Commercial business loans primarily consist of loans to small to mid-sized businesses in our market area in a diverse range of industries. These loans are of higher risk and typically are made on the basis of the borrower's ability to make repayment from the cash flow of the borrower's business. Further, the collateral securing the loans may depreciate over time, may be difficult to appraise and may fluctuate in value. The credit risk related to commercial loans is largely influenced by general economic conditions and the resulting impact on a borrower's operations or on the value of underlying collateral, if any.

Commercial mortgage loans generally have larger balances and involve a greater degree of risk than residential mortgage loans, inferring higher potential losses on an individual customer basis. Loan repayment is often dependent on the successful operation and management of the properties, as well as on the collateral securing the loan. Economic events or conditions in the real estate market could have an adverse impact on the cash flows generated by properties securing the Company's commercial real estate loans and on the value of such properties.

Residential mortgage loans and home equities (comprised of home equity loans and home equity lines) are generally made on the basis of the borrower's ability to make repayment from his or her employment and other income, but are secured by real property whose value tends to be more easily ascertainable. Credit risk for these types of loans is generally influenced by general economic conditions, the characteristics of individual borrowers, and the nature of the loan collateral.

Consumer indirect and other consumer loans may entail greater credit risk than residential mortgage loans and home equities, particularly in the case of other consumer loans which are unsecured or, in the case of indirect consumer loans, secured by depreciable assets, such as automobiles or boats. In such cases, any repossessed collateral for a defaulted consumer loan may not provide an adequate source of repayment of the outstanding loan balance.

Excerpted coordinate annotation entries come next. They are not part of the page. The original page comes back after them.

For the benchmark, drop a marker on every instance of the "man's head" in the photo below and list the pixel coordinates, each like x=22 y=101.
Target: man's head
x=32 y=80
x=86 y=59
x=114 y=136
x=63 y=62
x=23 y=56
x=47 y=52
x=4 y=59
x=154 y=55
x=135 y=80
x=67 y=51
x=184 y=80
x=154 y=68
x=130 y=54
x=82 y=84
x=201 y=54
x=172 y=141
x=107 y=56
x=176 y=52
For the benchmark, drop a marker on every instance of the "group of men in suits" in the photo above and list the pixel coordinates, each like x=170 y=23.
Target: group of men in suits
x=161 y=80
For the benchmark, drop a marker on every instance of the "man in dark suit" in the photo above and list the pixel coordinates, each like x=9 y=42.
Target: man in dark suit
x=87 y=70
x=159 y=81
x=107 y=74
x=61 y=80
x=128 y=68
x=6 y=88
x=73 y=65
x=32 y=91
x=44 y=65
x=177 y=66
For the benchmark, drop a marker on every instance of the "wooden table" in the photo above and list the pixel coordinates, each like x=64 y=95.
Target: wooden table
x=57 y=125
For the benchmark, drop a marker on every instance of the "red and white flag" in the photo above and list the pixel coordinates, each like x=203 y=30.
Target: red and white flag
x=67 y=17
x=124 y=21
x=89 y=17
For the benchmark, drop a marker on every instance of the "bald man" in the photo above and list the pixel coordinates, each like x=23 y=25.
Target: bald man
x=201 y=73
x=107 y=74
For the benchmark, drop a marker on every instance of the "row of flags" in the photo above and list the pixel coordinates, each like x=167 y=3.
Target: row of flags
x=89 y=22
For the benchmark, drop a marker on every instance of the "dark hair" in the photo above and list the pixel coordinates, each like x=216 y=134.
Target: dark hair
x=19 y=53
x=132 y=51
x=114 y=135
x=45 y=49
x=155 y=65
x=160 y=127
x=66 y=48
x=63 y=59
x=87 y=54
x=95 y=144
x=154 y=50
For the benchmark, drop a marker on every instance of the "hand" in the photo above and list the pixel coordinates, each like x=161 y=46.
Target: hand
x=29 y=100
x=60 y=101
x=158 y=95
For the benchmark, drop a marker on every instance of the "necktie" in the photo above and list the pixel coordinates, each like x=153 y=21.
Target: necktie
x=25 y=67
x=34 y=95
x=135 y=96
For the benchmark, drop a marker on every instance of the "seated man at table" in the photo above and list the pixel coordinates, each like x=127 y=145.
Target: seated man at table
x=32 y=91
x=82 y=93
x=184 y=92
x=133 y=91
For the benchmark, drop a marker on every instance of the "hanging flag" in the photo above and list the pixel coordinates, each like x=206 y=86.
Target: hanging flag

In addition, consumer loan collections are dependent on the borrower's continuing financial stability, and thus are more likely to be affected by adverse personal circumstances such as job loss, illness or personal bankruptcy. Furthermore, the application of various federal and state laws, including bankruptcy and insolvency laws, may limit the amount which can be recovered on such loans.